Wszędzie dokoła stały relikwiarze rozmaitych rozmiarów; w ich wnętrzu światło łuczyw (trzymanych przez dwóch zaufanych pomocników Mikołaja) dobywało błyski przedmiotów cudownej piękności. Złocone paramenta, diademy ze złota zdobione klejnotami, szkatuły z rozmaitych metali ozdobione figurami, niellem, kością słoniową. Mikołaj wskazał nam w uniesieniu ewangeliarz, w którego oprawie rzucały się w oczy śliczne płytki emalii tworząc pstrokatą jedność uporządkowanych działek, oddzielonych złotymi filigranami i utwierdzonych, niby ćwiekami, cennymi kamieniami. Pokazał delikatną kapliczkę z dwiema kolumnami z lapis lazuli i złota, tworzącymi ramy dla złożenia do grobu, wyobrażonego płaskorzeźbą w srebrze, powyżej zaś wznosił się złoty krzyż ozdobiony trzynastoma diamentami na podłożu z pstrego onyksu, gdy tymczasem maleńki fronton był sklepiony agatami i rubinami. Potem zobaczyłem chryzolitowy dyptyk podzielony na pięć części, z pięcioma scenami z życia Chrystusa, a pośrodku było mistyczne jagnię ułożone z komórek ze srebra złoconego i szkliwa, co stanowiło jedyny obraz wielobarwny na tle woskowej bieli.

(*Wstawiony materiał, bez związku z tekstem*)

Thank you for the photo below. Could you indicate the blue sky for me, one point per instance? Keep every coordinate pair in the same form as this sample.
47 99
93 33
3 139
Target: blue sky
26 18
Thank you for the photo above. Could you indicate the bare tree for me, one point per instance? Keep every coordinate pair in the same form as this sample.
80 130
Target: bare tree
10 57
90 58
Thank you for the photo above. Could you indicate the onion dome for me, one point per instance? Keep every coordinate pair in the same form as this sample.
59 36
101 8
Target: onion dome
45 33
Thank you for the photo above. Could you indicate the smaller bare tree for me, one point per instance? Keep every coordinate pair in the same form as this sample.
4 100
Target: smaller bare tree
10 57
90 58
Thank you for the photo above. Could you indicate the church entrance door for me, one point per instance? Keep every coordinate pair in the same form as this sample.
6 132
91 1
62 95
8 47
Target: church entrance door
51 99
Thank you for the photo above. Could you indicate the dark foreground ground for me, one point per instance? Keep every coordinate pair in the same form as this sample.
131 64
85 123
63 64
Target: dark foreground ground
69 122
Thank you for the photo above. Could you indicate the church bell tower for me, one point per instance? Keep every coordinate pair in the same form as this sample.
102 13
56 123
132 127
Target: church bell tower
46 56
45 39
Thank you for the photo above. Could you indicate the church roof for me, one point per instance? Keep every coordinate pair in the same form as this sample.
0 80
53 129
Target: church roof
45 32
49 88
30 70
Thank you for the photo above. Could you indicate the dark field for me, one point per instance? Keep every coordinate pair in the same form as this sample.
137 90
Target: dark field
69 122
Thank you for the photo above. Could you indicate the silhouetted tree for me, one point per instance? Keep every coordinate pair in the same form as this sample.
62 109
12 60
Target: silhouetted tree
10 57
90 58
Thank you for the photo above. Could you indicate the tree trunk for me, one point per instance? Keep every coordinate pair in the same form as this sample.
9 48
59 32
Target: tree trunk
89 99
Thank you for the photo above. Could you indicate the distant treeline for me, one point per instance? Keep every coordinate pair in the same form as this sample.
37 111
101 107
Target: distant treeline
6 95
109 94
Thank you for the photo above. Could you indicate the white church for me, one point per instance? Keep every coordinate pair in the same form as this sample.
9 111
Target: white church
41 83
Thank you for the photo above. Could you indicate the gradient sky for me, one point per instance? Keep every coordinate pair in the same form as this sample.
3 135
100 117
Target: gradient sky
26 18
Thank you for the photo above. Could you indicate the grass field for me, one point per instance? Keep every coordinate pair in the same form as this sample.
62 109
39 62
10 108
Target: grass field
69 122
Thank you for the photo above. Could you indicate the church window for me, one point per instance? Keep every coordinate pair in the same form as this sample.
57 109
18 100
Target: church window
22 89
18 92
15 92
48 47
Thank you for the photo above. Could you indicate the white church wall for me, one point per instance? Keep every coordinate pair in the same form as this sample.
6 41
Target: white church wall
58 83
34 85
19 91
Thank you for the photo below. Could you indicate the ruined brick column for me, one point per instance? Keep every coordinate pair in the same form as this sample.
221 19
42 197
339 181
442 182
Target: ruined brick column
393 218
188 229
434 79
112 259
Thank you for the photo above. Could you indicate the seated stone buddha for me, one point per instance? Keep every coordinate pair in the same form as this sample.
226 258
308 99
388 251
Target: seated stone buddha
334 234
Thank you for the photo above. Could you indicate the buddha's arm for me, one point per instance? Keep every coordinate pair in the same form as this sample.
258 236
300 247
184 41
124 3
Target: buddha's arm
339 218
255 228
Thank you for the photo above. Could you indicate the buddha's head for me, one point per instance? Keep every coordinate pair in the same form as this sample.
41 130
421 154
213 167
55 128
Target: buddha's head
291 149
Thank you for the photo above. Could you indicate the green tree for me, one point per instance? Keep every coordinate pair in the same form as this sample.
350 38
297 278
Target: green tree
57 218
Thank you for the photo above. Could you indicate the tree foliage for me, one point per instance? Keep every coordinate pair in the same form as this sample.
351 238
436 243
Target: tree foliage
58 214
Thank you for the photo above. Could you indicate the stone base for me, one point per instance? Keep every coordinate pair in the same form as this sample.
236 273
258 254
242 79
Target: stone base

Twarz, ruchy Mikołaja, kiedy pokazywał nam to wszystko, rozświetlała duma. Wilhelm pochwalił rzeczy, które obaczył, a potem zapytał Mikołaja, co za człek był z Malachiasza.
— Osobliwe pytanie —odparł Mikołaj —wszak ty też go znałeś;
— Tak, ale nie dość. Nigdy nie mogłem pojąć, jakie myśli skrywa… i… —zawahał się przed wypowiedzeniem sądu o dopiero co zmarłym —…i czy miał jakie.
Mikołaj poślinił palec, przesunął nim po kryształowej powierzchni, której czystość nie była doskonała, i odpowiedział z półuśmiechem, nie patrząc Wilhelmowi w oczy:
— Widzę, że wcale nie potrzebujesz pytać… To prawda, wielu mówiło, że Malachiasz zdawał się nader pogrążony w myślach, był jednak człekiem zupełnie prostym. Zdaniem Alinarda był głupcem.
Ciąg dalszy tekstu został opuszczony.